Vitamin B2 is essential for human health, but new research suggests it may help cancer cells survive.
Vitamin B2, also known as riboflavin, cannot be produced by the body and must be obtained from food sources such as dairy products, eggs, meat, and green vegetables. Once absorbed, vitamins are converted into molecules that protect cells from oxidative damage and support other important biological functions.
Scientists at the Rudolf Virchow Center (RVZ) at Julius-Maximilians-Universität Würzburg (JMU) have discovered that this protective effect may have a serious drawback. Their findings show that vitamin B2 metabolism can also prevent the destruction of cancer cells.
“Vitamin B2 plays an important role in protecting cancer cells from ferroptosis, a special form of programmed cell death,” says doctoral student Vera Scafar. She is part of a research team led by José Pedro Friedman Angeli, professor of translational cell biology. This study natural cell biology.
How vitamin B2 helps cancer cells survive
Programmed cell death is one of the body’s natural defense systems. This allows damaged or dangerous cells to be killed in a controlled manner without causing inflammation in nearby tissues.
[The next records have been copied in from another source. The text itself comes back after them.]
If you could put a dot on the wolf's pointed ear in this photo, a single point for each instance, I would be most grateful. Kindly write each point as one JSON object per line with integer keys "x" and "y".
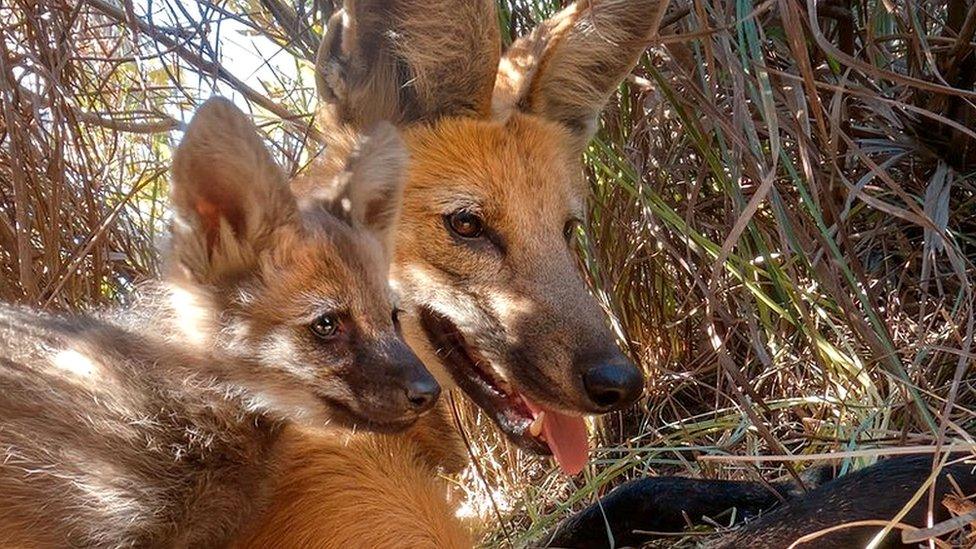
{"x": 359, "y": 179}
{"x": 407, "y": 61}
{"x": 566, "y": 69}
{"x": 228, "y": 194}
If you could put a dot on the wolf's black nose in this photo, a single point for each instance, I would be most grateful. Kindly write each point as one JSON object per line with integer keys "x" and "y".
{"x": 422, "y": 393}
{"x": 613, "y": 385}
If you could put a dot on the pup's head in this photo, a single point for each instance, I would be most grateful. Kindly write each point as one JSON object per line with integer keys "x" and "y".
{"x": 495, "y": 195}
{"x": 299, "y": 288}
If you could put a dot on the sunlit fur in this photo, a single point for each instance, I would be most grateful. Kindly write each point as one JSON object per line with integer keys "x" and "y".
{"x": 157, "y": 426}
{"x": 431, "y": 67}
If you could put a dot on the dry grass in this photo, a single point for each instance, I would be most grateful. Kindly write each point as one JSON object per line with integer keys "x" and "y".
{"x": 782, "y": 218}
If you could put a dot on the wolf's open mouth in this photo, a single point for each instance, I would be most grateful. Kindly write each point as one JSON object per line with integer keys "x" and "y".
{"x": 527, "y": 423}
{"x": 506, "y": 407}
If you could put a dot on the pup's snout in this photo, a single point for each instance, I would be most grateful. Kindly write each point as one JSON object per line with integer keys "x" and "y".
{"x": 422, "y": 393}
{"x": 613, "y": 384}
{"x": 420, "y": 389}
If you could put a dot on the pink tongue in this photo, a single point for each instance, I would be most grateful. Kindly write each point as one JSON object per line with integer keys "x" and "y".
{"x": 566, "y": 436}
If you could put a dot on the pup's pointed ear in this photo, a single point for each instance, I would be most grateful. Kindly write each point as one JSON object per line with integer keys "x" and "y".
{"x": 566, "y": 69}
{"x": 359, "y": 179}
{"x": 407, "y": 61}
{"x": 228, "y": 194}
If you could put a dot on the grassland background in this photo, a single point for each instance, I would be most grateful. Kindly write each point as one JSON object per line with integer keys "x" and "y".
{"x": 782, "y": 221}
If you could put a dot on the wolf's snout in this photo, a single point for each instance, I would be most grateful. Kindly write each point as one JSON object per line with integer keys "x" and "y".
{"x": 613, "y": 385}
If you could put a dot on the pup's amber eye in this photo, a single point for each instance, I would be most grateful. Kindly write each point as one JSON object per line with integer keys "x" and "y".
{"x": 325, "y": 326}
{"x": 466, "y": 224}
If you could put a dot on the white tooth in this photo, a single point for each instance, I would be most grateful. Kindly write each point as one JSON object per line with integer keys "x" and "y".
{"x": 535, "y": 428}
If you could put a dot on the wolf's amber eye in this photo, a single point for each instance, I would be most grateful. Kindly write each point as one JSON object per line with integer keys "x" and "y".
{"x": 466, "y": 224}
{"x": 325, "y": 326}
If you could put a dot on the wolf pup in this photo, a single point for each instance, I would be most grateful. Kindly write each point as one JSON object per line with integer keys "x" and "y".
{"x": 493, "y": 298}
{"x": 157, "y": 426}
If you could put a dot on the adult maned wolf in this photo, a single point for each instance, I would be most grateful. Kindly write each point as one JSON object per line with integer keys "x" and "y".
{"x": 157, "y": 426}
{"x": 493, "y": 301}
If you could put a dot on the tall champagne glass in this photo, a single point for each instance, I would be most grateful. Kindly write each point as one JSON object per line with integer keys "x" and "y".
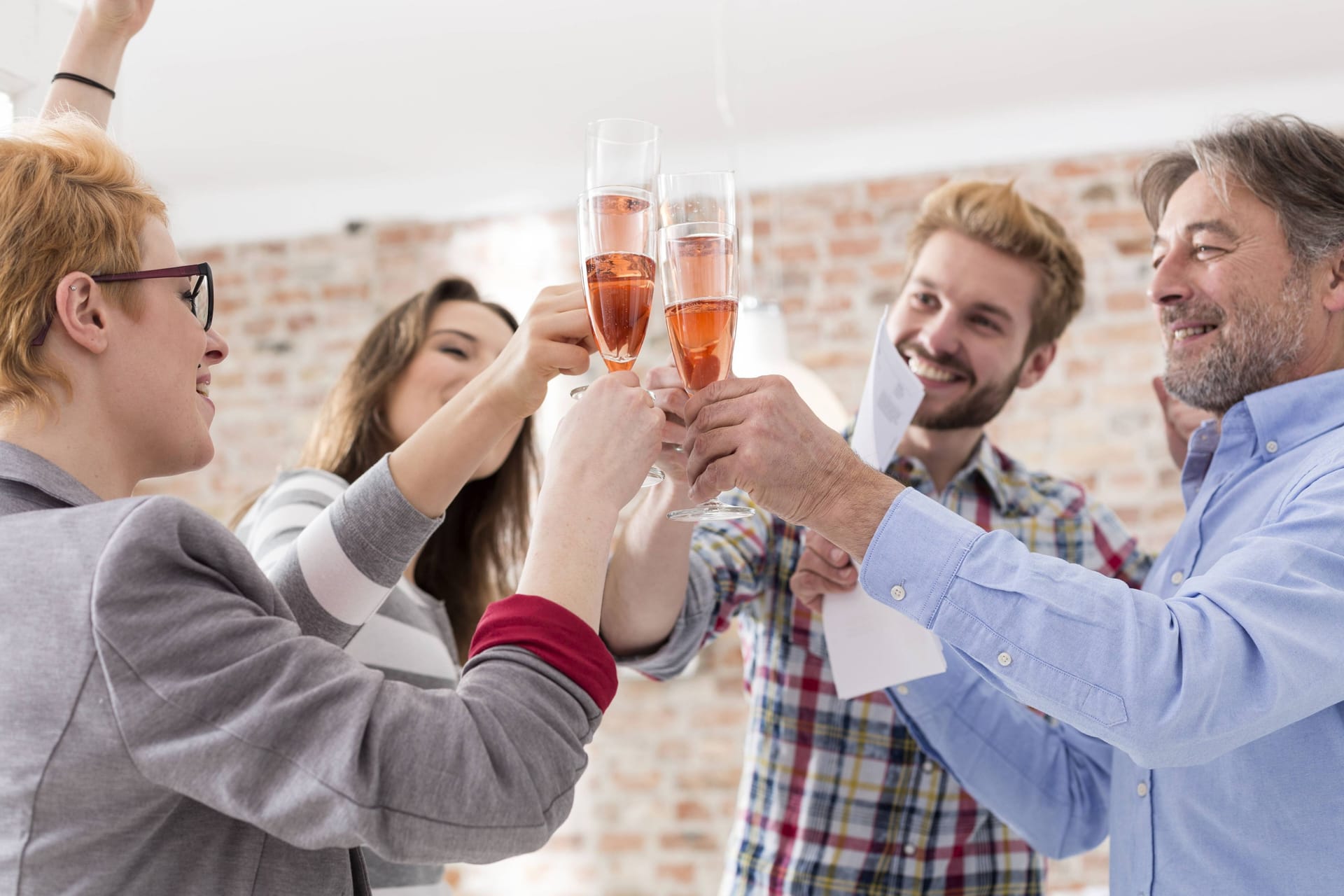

Ferroptosis is one type of this process and is associated with cancer, neurodegenerative diseases, and other serious conditions.
Ferroptosis occurs when iron damage to cell membranes overwhelms the cell’s antioxidant defenses. Cancer cells often avoid this fate by strengthening systems that protect against oxidative stress.
New research has found that vitamin B2 metabolism plays a key role in these defenses. According to the researchers, this means that blocking riboflavin-related pathways could make tumors more vulnerable to ferroptosis and more susceptible to destruction.
Researchers test potential cancer treatment strategies
A protein called FSP1 was at the center of the research team’s work. This protein helps healthy cells avoid unwanted cell death, and vitamin B2 supports its activity.
Using genome editing and cancer cell models, researchers found that cancer cells become much more susceptible to ferroptosis when vitamin B2 is limited.
The researchers believe this process could eventually be used as a cancer treatment by shutting down vitamin B2 metabolism in tumors and causing cancer cell death. However, there are currently no inhibitors specifically designed for that purpose.
To explore this idea further, the researchers tested roseoflavin, a natural compound produced by bacteria that has a structure similar to vitamin B2.
Roseoflavin successfully induces ferroptosis
In laboratory experiments using cancer cell models, researchers found that roseoflavin can induce ferroptosis even at low concentrations.
“We found that roseoflavin causes ferroptosis at low concentrations. Our experiments demonstrate the feasibility of this concept,” said the group leader.
The findings suggest that targeting vitamin B2 metabolism may represent a promising new approach for future ferroptosis-based cancer therapy.
Next, the RVZ research team plans to develop more effective inhibitors of vitamin B2 metabolism and test them in preclinical cancer models.
Potential effects other than cancer
Friedman-Angeli says the importance of ferroptosis extends beyond oncology.
“Ferrotosis is not only associated with cancer; there is growing evidence that ferroptosis also contributes to the pathological processes of neurodegenerative diseases and tissue damage after organ transplantation and ischemia-reperfusion injury.”
Therefore, understanding how vitamin B2 metabolism affects ferroptosis may ultimately help scientists better understand a wide range of diseases that involve excessive or insufficient cell death.
This research was supported by the German Research Foundation (DFG) through the priority program “Ferrotosis: from molecular basics to clinical applications” (SPP2306).
This research was also carried out as part of the DeciFerr (Decoding and Exploitation of Ferroptosis Control Mechanisms in Cancer) project led by Professor Friedman Angeli. Since May 2024, the project has been funded by the European Research Council (ERC) through an ERC Consolidator Grant worth approximately €2 million.